Today, the Supreme Court issued two decisions, described below, of interest to the business community.
Foreign Sovereign Immunities Act—Pleading Standards
Although foreign sovereigns are generally immune from defending themselves in U.S. federal and state courts, their immunity is subject to certain exceptions. Under the expropriation exception, foreign sovereigns are subject to jurisdiction in cases involving rights in property taken in violation of international law. Today, the Supreme Court considered how district courts should decide whether a case properly invokes the expropriation exception. In an 8-0 decision authored by Justice Breyer, the Court held that U.S. courts can maintain jurisdiction to consider the merits of a case under the expropriation exception only if they find that the property in which the plaintiff claims to hold rights was actually "property taken in violation of international law." It is not sufficient for parties merely to make allegations that would suffice to satisfy the ordinary motion to dismiss standard. To determine whether the right at issue is a property right and whether there was a violation of international law, a court is permitted to take evidence and resolve factual disputes, but the court should resolve such disputes as near to the outset of the case as is reasonably possible.

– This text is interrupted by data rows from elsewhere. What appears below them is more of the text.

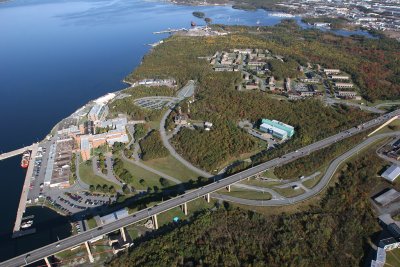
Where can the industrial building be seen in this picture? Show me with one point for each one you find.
(277, 129)
(391, 173)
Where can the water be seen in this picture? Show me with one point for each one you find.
(57, 55)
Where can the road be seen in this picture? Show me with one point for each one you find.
(172, 151)
(14, 152)
(363, 107)
(144, 166)
(73, 241)
(110, 175)
(316, 189)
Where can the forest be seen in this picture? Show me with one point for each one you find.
(372, 63)
(309, 164)
(334, 232)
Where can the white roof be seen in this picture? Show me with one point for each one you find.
(391, 173)
(274, 129)
(104, 99)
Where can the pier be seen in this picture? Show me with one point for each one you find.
(171, 31)
(25, 188)
(14, 153)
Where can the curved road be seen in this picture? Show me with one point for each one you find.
(172, 151)
(75, 240)
(316, 189)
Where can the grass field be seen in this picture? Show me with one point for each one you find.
(150, 179)
(267, 184)
(87, 175)
(247, 194)
(270, 174)
(312, 182)
(289, 192)
(172, 167)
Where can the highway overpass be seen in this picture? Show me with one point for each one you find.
(75, 240)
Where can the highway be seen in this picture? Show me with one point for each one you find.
(73, 241)
(14, 152)
(316, 189)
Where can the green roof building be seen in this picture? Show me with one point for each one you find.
(277, 128)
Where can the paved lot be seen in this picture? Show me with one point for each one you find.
(69, 242)
(156, 102)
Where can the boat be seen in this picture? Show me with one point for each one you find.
(26, 156)
(27, 224)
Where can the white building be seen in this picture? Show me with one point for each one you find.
(391, 173)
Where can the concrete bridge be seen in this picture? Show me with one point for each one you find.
(182, 200)
(15, 152)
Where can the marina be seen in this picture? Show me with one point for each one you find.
(25, 190)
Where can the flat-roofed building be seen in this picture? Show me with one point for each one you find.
(331, 71)
(344, 85)
(277, 128)
(85, 147)
(339, 77)
(346, 94)
(389, 243)
(391, 173)
(387, 197)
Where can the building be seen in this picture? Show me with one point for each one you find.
(251, 86)
(391, 173)
(277, 129)
(112, 217)
(387, 197)
(181, 119)
(344, 85)
(60, 170)
(394, 230)
(389, 243)
(346, 94)
(331, 71)
(105, 99)
(98, 112)
(339, 77)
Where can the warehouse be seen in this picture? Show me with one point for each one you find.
(391, 173)
(277, 129)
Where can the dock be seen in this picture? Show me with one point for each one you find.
(14, 153)
(24, 233)
(25, 189)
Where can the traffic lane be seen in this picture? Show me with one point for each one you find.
(203, 191)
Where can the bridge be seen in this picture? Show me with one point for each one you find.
(15, 152)
(182, 200)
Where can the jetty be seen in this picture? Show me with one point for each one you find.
(14, 153)
(25, 189)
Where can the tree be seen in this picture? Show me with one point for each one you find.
(105, 188)
(126, 189)
(111, 189)
(99, 188)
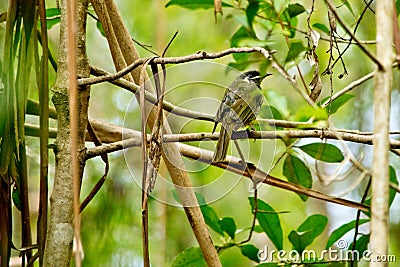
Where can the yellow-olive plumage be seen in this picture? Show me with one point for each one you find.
(239, 107)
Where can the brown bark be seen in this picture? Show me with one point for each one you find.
(61, 224)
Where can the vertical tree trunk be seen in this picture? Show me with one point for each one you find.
(380, 173)
(61, 227)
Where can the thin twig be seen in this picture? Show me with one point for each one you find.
(175, 60)
(328, 134)
(364, 197)
(363, 48)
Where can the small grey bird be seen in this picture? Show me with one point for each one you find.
(239, 107)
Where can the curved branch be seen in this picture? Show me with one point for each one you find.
(173, 60)
(232, 164)
(363, 48)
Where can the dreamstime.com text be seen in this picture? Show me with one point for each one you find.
(269, 255)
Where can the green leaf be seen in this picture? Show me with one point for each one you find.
(321, 27)
(295, 10)
(269, 11)
(361, 244)
(347, 4)
(280, 5)
(211, 218)
(240, 34)
(250, 251)
(240, 66)
(190, 257)
(269, 222)
(228, 226)
(251, 12)
(342, 230)
(323, 151)
(315, 223)
(337, 103)
(195, 4)
(276, 99)
(297, 172)
(392, 192)
(306, 113)
(268, 264)
(393, 179)
(312, 227)
(53, 17)
(295, 49)
(16, 199)
(53, 12)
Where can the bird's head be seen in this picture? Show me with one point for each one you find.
(253, 76)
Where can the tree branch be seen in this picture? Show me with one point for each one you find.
(363, 48)
(201, 55)
(233, 164)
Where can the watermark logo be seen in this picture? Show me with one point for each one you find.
(326, 255)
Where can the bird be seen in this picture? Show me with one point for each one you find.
(239, 107)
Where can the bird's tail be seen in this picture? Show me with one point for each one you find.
(222, 144)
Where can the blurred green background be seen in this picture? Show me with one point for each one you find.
(111, 224)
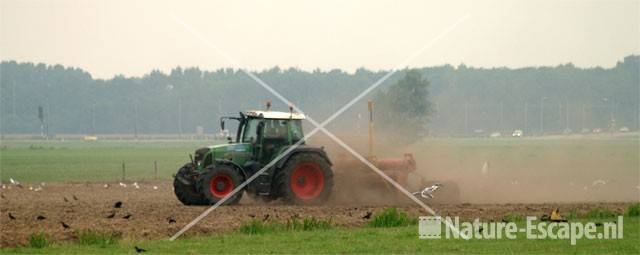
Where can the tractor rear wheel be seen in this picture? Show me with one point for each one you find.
(187, 193)
(218, 182)
(307, 178)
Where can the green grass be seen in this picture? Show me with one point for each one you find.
(633, 210)
(358, 240)
(94, 237)
(74, 160)
(39, 240)
(257, 227)
(390, 217)
(599, 213)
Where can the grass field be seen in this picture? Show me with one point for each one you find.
(75, 160)
(365, 240)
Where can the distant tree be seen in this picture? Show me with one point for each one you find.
(403, 110)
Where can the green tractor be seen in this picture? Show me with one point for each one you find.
(303, 176)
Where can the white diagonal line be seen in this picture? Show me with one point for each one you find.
(317, 126)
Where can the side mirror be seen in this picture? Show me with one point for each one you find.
(259, 131)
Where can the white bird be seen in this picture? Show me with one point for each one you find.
(428, 191)
(598, 183)
(485, 169)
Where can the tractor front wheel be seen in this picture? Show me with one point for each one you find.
(218, 182)
(185, 188)
(306, 179)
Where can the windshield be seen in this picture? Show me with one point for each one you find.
(250, 131)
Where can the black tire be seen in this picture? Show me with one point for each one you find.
(225, 178)
(320, 179)
(187, 194)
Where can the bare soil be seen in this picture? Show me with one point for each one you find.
(151, 210)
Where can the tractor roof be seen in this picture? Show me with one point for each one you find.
(275, 115)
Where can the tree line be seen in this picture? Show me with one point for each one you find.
(462, 100)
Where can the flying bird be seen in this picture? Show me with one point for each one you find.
(139, 250)
(428, 191)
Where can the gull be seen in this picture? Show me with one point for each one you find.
(428, 191)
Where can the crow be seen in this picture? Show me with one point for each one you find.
(139, 250)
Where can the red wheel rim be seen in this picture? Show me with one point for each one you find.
(307, 181)
(221, 185)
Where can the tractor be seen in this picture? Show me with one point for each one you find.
(302, 176)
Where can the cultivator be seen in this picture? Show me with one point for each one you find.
(401, 169)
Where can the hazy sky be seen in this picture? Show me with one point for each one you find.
(134, 37)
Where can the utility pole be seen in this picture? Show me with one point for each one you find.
(180, 116)
(501, 116)
(525, 117)
(135, 121)
(466, 118)
(93, 119)
(542, 115)
(584, 116)
(566, 115)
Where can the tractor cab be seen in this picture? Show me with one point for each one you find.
(265, 133)
(302, 175)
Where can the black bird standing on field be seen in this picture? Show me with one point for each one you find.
(139, 250)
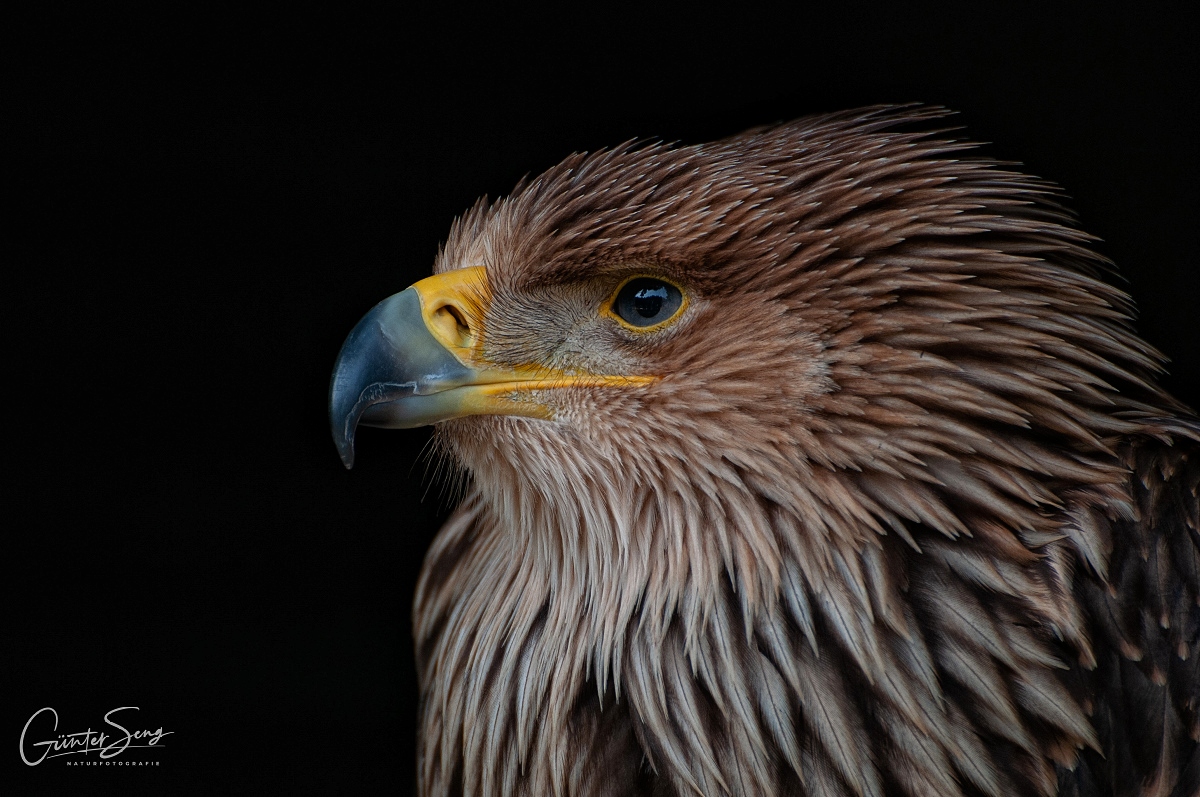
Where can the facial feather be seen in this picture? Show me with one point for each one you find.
(833, 549)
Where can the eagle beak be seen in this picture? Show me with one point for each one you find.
(417, 358)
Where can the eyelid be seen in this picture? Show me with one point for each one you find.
(611, 301)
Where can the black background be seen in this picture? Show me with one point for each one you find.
(205, 205)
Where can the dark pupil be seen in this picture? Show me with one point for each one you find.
(648, 301)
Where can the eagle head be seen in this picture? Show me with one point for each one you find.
(783, 456)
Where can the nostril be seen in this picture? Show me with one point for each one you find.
(460, 321)
(451, 324)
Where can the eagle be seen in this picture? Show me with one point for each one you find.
(821, 460)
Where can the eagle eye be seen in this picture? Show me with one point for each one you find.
(646, 301)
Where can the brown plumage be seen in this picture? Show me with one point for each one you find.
(901, 511)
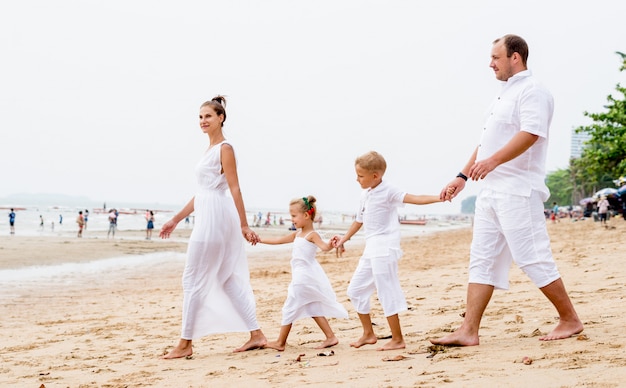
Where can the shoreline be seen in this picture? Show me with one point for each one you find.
(109, 327)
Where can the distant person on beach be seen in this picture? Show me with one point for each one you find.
(80, 220)
(555, 213)
(150, 224)
(112, 223)
(310, 294)
(378, 267)
(509, 223)
(12, 221)
(603, 210)
(217, 294)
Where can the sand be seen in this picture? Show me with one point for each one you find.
(109, 329)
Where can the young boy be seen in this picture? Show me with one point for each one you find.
(378, 266)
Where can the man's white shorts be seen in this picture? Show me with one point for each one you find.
(510, 228)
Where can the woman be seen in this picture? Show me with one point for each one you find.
(217, 293)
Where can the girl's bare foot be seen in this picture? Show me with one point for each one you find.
(457, 338)
(393, 344)
(275, 345)
(183, 349)
(329, 342)
(257, 341)
(364, 340)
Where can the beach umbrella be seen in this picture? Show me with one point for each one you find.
(620, 181)
(606, 192)
(585, 201)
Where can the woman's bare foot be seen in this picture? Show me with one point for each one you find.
(329, 342)
(457, 338)
(257, 341)
(393, 344)
(183, 349)
(364, 340)
(275, 345)
(563, 330)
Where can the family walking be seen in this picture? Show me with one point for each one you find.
(509, 226)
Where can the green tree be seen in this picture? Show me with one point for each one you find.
(604, 156)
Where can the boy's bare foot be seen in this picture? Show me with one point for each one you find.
(563, 330)
(393, 344)
(275, 345)
(179, 352)
(457, 338)
(328, 343)
(257, 341)
(364, 340)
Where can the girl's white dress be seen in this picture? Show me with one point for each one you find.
(310, 293)
(217, 295)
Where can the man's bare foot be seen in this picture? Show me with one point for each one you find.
(329, 342)
(563, 330)
(256, 341)
(275, 345)
(457, 338)
(364, 340)
(393, 344)
(179, 352)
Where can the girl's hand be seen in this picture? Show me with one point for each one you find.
(250, 235)
(167, 229)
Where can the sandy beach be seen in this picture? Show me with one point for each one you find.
(108, 328)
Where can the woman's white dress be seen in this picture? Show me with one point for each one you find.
(310, 293)
(217, 295)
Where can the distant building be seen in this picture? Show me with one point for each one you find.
(578, 143)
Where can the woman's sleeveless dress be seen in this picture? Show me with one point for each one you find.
(310, 293)
(217, 295)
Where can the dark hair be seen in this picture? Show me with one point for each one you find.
(218, 103)
(306, 204)
(515, 44)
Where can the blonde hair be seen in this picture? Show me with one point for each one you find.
(372, 161)
(305, 205)
(218, 103)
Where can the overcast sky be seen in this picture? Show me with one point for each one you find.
(101, 98)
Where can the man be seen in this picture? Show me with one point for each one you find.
(509, 222)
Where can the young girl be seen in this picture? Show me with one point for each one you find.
(310, 293)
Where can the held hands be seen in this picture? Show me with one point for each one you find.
(336, 241)
(452, 189)
(167, 229)
(250, 235)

Fair Housing Act—Aggrieved Persons
The Fair Housing Act permits any "aggrieved person" to file a civil action to seek damages for violations of the statute, defining "aggrieved person" to include "any person who ... claims to have been injured by a discriminatory housing practice." The Supreme Court granted certiorari to decide whether that statutory language authorizes suit by any plaintiff who has Article III standing, or whether a plaintiff must also fall within the zone of interests that the statute is designed to protect.
Today, in a 5-3 ruling authored by Justice Breyer, the Court held that a plaintiff must allege injuries that arguably fall within the FHA's zone of interests but interpreted that zone broadly. The action before the Court involved claims by the City of Miami that it had lost tax revenues and sustained additional municipal expenses when banks foreclosed on properties that had been the subject of discriminatory lending procedures. But the Court held that Miami must bear a higher burden to establish that its economic injuries were caused by the banks' alleged misconduct. Rejecting the suggestion that foreseeability alone was sufficient, the Court directed the court of appeals to consider on remand whether there is a direct relation between the injury asserted by Miami and the injurious conduct alleged.
Justice Thomas, joined by Justices Kennedy and Alito, dissented. In his view, Miami's injuries fall outside the FHA's zone of interests and are, in any event, too remote to satisfy the FHA's proximate-cause requirement.